Con cada paso un latido, con cada latido un recuerdo… Valentín, un joven de 18 años que provenía de una familia acomodada, había amado por primera vez un año atrás. Alejandro era un hombre de 30 años, tenía un rostro perfecto e irradiaba una imagen celestial. Valentín se había enamorado de aquel hombre con la pasión e idealización intensa típicas de la adolescencia. Estaba dispuesto a darle todo, hasta lo que no tenía, como prueba de su amor. Y, durante los meses que se prolongó el romance, Alejandro se lo pidió; tomó todo, hasta lo que Valentín no tenía, y luego lo dejó. Valentín sufrió hasta el cansancio, y en ese año a nadie más, ni si quiera rozó, pues esperaba inútilmente el regreso de Alejandro.
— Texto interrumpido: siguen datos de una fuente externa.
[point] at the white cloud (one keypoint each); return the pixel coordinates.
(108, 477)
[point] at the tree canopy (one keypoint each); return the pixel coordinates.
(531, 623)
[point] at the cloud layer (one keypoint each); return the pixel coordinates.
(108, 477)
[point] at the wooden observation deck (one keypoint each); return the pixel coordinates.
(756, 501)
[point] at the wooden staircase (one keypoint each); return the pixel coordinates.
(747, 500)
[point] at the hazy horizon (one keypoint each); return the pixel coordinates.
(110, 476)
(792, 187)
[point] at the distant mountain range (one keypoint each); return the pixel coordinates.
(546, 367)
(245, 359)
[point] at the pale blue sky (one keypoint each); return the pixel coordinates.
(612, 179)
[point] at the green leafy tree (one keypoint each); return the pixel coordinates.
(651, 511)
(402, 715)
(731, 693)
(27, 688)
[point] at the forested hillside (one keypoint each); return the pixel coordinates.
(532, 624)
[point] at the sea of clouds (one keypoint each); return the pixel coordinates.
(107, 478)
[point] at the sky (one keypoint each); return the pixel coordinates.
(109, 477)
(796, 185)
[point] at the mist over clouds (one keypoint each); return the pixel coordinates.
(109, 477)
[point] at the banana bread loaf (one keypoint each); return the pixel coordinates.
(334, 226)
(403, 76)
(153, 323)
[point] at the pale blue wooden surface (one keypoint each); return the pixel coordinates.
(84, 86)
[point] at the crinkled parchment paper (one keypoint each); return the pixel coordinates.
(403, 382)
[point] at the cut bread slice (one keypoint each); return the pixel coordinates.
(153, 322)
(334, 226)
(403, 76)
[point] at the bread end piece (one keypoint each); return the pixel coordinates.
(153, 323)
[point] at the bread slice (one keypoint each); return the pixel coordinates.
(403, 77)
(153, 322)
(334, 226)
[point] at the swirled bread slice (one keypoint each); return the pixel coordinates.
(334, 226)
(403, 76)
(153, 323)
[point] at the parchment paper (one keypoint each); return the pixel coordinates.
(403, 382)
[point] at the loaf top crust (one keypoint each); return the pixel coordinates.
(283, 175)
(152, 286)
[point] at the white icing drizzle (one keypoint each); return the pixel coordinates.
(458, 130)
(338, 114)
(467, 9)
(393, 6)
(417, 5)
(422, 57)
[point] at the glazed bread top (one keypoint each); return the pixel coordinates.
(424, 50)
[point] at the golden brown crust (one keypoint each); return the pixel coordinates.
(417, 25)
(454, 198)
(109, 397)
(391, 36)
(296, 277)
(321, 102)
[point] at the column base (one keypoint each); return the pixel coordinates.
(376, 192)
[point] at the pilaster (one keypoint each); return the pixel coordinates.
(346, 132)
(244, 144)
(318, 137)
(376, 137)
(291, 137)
Toda espera es inútil, pero más inútil era creer que Alejandro volvería por que, cual vampiro, ya había clavado sus colmillos.

El recuerdo de aquellos tiempos en los que exploró el amor y la traición, alzaban vuelo en su mente hasta chocar con el techo que imponía la realidad. Valentín entró al consultorio y, estupefacto, observó a las tres personas que lo esperaban: el doctor, la psicóloga y el sacerdote que, acompañaba en esos casos puesto que se trataba de una Clínica católica.

Fue en ese consultorio que Valentín supo la verdad y sufrió la desesperación ante el horror. Allí le dijeron que los exámenes habían dado positivo y qué él se convertía así en un nuevo portador de VIH. Pero Valentín no llegó a escuchar lo que ya suponía, porque se desvaneció. Treinta segundos más tarde, abrió los ojos y, nuevamente, volvió a ver lo que le causó tanto horror. La verdad del Padre Homero es que no se llamaba Alejandro, que se sacaba el alzacuello y jugaba a ser Judas, entregando a los hijos del hombre a la muerte, al darles besos de vampiro con el sabor de la traición.